Solche Spalten werden üblicherweise mittels eines in eine Nut gelegten, zwischen zwei Dichtflächen des Spaltes gequetschten Dichtringes oder dergleichen abgedichtet.
Der Erfindung liegt die Aufgabe zugrunde, ein in Aufbau und Funktion einfaches, betriebssicheres Dichtsystem gemäss dem Oberbegriff des Patentanspruchs 1 zu schaffen, welches in einfacher Weise ein wahlweises Freigeben des Spaltes zum Austausch von Gas oder zum Hindurchführen von Gegenständen ermöglicht.
Erfindungsgemäss sind daher in einer längs des Spaltes angeordneten Nut ein mittels eines fluiden Mediums aufblähbares Dichtungsteil sowie eine zwischen dem aufblähbaren Dichtungsteil und einer Dichtfläche angeordnete Dichtlippe vorgesehen, welche entlang ihrer der Niederdruckseite des Verbindungsspaltes zugewandten Längskante gegenüber dem Spalt in ihrer Bewegungsmöglichkeit so eingeschränkt ist, dass sie sich unter der Wirkung der beim Aufblähen eintretenden Formänderung des aufblähbaren Dichtungsteiles mit der anderen Längskante an die Dichtfläche anlegt. Vorteilhaft ist mindestens ein parallel zur Längskante verlaufender Randbereich des aufblähbaren Dichtungsteiles gasdicht mit der ihn aufnehmenden Nut verbunden.

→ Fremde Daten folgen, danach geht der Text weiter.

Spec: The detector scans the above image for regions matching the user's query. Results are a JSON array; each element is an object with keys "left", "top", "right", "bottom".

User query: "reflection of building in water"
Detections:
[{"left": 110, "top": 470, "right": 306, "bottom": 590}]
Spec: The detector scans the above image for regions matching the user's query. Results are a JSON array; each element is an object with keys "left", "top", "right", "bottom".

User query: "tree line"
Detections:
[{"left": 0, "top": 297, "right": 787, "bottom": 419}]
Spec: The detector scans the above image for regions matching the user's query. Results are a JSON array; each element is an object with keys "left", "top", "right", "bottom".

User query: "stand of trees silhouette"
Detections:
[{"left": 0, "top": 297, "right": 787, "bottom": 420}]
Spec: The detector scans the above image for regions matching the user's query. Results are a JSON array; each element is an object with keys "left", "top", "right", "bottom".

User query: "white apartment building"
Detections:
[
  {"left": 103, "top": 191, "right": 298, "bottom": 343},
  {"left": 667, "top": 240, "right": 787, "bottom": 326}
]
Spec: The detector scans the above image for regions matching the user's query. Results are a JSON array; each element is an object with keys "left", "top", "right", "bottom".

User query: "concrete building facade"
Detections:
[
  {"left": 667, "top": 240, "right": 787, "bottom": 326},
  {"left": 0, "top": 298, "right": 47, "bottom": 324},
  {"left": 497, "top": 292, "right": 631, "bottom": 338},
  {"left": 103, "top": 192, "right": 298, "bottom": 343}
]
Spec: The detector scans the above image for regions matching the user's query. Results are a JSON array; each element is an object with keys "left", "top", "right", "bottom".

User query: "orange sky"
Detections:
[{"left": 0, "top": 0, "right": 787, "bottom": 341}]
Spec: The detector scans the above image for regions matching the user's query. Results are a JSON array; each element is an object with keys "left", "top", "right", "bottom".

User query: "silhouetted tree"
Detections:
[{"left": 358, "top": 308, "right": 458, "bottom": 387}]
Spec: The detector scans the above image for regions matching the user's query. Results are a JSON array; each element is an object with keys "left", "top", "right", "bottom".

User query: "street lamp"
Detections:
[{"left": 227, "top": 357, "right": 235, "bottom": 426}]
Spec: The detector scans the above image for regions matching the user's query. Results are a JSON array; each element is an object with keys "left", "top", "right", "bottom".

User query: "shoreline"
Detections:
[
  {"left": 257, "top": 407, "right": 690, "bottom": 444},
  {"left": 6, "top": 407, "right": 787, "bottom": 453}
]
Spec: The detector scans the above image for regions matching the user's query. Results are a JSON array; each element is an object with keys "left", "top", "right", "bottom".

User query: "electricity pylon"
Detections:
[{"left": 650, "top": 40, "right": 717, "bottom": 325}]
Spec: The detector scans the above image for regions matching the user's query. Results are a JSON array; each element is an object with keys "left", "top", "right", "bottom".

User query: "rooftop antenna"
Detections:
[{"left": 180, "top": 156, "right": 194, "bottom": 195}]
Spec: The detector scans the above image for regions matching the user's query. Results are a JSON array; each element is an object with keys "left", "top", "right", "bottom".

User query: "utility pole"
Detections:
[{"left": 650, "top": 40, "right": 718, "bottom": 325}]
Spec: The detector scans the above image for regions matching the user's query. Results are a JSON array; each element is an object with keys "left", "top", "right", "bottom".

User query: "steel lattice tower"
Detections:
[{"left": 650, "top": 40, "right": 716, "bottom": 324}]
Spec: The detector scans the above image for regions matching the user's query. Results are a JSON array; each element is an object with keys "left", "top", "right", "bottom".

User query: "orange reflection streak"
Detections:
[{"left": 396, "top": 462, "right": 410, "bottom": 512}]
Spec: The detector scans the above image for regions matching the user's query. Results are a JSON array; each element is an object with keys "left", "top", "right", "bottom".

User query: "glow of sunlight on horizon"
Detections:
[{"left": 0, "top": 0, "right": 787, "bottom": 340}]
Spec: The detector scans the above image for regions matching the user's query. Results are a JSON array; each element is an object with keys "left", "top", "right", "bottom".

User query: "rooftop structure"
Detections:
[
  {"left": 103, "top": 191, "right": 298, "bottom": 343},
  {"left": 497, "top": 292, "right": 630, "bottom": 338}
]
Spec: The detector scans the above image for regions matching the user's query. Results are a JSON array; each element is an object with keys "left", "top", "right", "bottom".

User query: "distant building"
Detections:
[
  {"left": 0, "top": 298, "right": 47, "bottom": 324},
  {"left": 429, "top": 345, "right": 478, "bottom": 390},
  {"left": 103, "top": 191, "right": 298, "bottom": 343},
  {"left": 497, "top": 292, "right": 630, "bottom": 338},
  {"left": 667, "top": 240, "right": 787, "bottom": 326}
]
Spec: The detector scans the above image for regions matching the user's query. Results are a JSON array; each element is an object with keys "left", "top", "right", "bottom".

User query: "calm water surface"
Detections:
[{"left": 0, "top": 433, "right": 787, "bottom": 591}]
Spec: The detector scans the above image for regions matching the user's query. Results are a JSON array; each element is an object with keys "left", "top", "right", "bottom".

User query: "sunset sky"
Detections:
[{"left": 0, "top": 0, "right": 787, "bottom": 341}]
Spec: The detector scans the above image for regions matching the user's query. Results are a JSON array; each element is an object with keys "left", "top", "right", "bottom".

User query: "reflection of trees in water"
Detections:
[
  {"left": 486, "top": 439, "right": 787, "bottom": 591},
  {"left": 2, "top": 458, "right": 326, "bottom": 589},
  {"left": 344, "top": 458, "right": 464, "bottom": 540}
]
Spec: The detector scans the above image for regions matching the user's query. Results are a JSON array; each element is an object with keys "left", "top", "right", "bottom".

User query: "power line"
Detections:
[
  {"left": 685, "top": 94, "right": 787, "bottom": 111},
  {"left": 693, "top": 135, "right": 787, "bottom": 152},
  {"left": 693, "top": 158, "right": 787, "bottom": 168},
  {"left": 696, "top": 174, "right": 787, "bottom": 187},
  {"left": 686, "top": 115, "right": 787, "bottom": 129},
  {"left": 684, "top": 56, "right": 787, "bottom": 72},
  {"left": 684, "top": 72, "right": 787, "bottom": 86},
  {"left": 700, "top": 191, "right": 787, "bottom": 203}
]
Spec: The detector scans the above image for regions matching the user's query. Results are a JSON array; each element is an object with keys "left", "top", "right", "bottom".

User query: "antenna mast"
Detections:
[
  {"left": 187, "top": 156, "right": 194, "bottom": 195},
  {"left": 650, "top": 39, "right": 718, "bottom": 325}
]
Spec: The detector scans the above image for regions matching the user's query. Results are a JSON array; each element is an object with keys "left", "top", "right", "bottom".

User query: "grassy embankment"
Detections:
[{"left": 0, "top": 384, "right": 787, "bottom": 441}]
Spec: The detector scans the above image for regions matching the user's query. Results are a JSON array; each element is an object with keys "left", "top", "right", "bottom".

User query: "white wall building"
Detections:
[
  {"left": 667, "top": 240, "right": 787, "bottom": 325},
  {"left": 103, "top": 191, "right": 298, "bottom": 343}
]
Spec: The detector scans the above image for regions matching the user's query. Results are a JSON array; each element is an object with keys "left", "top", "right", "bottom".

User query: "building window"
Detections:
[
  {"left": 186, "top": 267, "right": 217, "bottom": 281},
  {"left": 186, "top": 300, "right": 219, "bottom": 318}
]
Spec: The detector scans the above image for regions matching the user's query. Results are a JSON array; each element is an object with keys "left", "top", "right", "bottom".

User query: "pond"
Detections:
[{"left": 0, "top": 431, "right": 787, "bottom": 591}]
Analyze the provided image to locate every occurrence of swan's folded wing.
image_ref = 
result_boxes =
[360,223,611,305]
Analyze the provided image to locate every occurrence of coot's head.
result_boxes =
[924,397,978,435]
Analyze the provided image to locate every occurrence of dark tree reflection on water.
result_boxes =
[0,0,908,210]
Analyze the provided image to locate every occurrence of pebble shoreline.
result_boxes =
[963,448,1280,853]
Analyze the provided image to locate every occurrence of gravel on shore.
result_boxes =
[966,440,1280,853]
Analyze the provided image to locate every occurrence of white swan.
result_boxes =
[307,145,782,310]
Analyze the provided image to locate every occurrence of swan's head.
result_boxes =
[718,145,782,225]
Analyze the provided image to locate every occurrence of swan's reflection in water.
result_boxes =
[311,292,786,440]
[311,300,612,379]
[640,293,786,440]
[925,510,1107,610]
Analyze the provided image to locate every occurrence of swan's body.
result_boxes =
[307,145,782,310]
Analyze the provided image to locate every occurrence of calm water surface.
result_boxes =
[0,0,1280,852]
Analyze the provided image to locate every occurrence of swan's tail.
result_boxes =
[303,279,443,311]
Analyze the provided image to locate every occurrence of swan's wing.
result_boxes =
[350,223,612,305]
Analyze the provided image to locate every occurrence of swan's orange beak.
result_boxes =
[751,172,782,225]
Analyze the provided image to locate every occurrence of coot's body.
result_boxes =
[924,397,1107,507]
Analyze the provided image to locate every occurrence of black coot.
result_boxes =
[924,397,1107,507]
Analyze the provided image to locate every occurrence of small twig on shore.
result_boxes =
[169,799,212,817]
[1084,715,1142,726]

Hierdurch entsteht ein Dichtsystem, welches auf einfachste Weise, nämlich lediglich durch Aufblähen des aufblähbaren Dichtungsteiles, in Funktion gebracht werden kann. Durch das Aufblähen des Dichtungsteiles wird die Dichtlippe an die Dichtfläche gepresst. Übersteigt der Gasdruck des unter höherem Druck stehendes Raumes den Innendruck im Dichtungsteil, so wird das Blähvolumen zumindest teilweise wieder zusammengedrückt, die Dichtlippe bleibt jedoch an die Dichtfläche gepresst, da nimmehr das unter Überdruck stehende Kammergas auf die Breitseite der Lippe drückt und diese somit in Dichtstellung hält. Eine besonders sichere Abdichtung ergibt sich dadurch, dass die Dichtlippe nur mit einer Kante an der Dichtfläche anliegt, wodurch der auf die gesamte Breite der Dichtlippe einwirkende Gasdruck auf die schmale Dichtkante übertragen wird und somit ein besonders starker Andruck dieser Kante an die Dichtfläche erreicht wird.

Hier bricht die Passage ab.